Quick meal prep tip: After cooking the potatoes, don’t throw out the potato water. Just scoop the potatoes out into a separate bowl and use the hot water to blanch the green beans. You want them to be just slightly tender and bright green, with some crunch to them still.
While the potatoes and green beans are cooking, I cut the tomatoes into wedges and peel and cut the hard-boiled eggs. If you don’t have this on hand, try this Instant Pot method for a quick and hands-off way to make awesome eggs.
Nicoise olives are the obvious choice for a Nicoise salad, but they are harder to find. You can easily sub another kind that you like.
If I make my own salad dressing, I make a vinaigrette by shaking olive oil, lemon juice, herbs, and Dijon mustard together in a small mason jar. Of course, a store-bought herb or Italian dressing (made with healthy oils like avocado or olive) would work as well. I like this one.
Nicoise Salad Recipe
For the Vinaigrette
For the Salad
- 1 small red onion
- 4 radishes
- 1 small cucumber
- 1 lb baby red potatoes or fingerling potatoes
- ½ lb green beans (trimmed and cut into 2-inch pieces)

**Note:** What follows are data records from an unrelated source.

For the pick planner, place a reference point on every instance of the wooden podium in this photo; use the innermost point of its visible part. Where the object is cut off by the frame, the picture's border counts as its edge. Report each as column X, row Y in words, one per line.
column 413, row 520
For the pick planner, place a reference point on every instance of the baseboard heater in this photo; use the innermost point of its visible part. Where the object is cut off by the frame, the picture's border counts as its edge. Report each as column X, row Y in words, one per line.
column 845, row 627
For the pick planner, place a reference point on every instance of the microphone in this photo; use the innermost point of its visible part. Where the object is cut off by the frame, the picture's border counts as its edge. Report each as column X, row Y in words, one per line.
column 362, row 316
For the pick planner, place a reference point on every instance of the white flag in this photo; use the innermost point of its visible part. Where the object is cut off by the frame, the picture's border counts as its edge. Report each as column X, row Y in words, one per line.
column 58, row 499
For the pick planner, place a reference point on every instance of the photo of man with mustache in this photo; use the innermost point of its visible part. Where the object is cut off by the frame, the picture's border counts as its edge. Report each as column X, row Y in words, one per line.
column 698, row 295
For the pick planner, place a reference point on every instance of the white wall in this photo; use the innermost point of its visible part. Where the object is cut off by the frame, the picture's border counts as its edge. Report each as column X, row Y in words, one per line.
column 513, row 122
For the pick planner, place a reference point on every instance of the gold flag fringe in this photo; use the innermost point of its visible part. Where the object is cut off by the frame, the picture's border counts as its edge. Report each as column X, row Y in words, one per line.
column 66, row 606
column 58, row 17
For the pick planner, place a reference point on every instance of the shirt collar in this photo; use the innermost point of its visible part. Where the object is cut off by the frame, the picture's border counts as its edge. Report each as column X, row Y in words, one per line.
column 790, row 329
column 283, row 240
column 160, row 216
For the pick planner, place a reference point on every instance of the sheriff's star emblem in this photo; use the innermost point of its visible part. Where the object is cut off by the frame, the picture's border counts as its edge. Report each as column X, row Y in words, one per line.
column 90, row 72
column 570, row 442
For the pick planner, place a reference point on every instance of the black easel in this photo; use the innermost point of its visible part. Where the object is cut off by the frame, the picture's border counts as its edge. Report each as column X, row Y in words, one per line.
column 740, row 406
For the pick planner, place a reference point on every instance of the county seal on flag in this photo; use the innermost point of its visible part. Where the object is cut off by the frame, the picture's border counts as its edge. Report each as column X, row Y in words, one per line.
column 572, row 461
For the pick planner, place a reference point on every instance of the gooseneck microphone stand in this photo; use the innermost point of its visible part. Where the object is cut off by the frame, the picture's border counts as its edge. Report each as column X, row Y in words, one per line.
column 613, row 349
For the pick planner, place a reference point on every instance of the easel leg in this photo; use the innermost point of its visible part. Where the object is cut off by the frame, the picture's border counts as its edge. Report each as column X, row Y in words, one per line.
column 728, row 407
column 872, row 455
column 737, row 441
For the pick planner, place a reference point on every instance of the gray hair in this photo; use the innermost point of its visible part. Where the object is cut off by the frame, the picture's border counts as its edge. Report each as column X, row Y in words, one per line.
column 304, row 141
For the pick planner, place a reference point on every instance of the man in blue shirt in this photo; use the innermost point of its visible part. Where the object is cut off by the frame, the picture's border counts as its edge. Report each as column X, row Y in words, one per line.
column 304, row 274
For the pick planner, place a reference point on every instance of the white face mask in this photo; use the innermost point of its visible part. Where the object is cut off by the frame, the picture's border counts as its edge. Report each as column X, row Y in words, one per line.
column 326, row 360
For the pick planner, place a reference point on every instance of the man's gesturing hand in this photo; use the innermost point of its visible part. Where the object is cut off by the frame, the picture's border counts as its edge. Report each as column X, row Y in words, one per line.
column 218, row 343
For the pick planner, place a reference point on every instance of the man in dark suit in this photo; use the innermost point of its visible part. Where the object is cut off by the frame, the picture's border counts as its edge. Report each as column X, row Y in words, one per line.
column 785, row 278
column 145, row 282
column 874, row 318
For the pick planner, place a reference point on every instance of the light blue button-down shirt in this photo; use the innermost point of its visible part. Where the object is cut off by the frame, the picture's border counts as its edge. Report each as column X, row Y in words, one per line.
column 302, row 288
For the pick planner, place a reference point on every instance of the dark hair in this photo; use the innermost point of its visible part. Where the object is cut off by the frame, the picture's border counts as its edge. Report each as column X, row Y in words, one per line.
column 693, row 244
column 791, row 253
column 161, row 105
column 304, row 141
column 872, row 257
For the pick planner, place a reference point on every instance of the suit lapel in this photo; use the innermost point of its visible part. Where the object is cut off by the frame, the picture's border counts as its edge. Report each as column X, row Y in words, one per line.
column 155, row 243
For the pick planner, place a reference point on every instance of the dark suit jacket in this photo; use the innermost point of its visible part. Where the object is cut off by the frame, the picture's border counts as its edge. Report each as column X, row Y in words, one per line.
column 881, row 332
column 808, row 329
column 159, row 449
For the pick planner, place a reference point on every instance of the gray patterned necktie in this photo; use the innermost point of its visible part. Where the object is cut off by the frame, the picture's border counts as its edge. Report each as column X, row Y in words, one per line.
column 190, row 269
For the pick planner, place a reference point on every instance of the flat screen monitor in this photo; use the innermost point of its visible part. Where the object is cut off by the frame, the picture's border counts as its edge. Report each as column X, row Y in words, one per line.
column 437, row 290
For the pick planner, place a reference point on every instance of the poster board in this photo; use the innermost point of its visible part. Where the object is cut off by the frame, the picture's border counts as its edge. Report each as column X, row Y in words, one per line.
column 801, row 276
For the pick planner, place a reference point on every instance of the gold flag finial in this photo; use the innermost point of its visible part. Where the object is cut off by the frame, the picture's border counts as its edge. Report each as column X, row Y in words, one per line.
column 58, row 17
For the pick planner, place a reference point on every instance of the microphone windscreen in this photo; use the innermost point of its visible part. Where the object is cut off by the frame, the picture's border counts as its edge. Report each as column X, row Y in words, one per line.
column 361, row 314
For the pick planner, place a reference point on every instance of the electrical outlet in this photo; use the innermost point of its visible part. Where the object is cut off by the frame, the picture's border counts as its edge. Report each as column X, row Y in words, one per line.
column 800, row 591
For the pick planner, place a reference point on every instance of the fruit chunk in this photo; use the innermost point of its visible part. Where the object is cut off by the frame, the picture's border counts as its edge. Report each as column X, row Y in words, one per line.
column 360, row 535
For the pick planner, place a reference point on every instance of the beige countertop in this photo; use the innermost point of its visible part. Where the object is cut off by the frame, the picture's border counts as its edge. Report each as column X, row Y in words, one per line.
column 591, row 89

- 2 medium heads Boston lettuce or butter lettuce
- 3 cans oil-packed tuna
- 6 hard boiled eggs (peeled and quartered lengthwise)
- 3 small tomatoes (cored and cut into wedges)
- ¼ cup Nicoise olives (or other olive)
- 4 anchovies (optional)
- In a jar, combine all the ingredients for the vinaigrette, and shake or whisk to mix.
For the Salad
- Thinly slice the onion, radishes, and cucumber and place in a small bowl.
- Pour ¼ cup of the vinaigrette over them, stir, and set aside.
- Bring a large pot of salted water to a boil.
- Boil the potatoes for about 10 minutes or until tender.
- Remove from the water, reserving the water for the beans.
- Allow the potatoes to cool slightly until they can be handled and then cut them into quarters and place them in a medium size bowl.
- Drizzle the potatoes with another ¼ cup of the vinaigrette, stir gently to combine, and set aside.
- Add the green beans to the same boiling water as the potatoes and boil for about 5 minutes or until tender, but not too soft.
- Remove and rinse in cold water.
- Rinse the lettuce leaves and gently tear into pieces.
- Arrange the lettuce on a serving platter.
- Drain the tuna and place it in the center of the lettuce.
- Place the onions/cucumber/radish mixture next to the tuna.
- Arrange the potatoes, green beans, eggs, tomatoes, olives, and anchovies if using, around the center.
- Drizzle everything with the remaining vinaigrette and serve immediately.
Do you like to serve salad for dinner? What’s your favorite?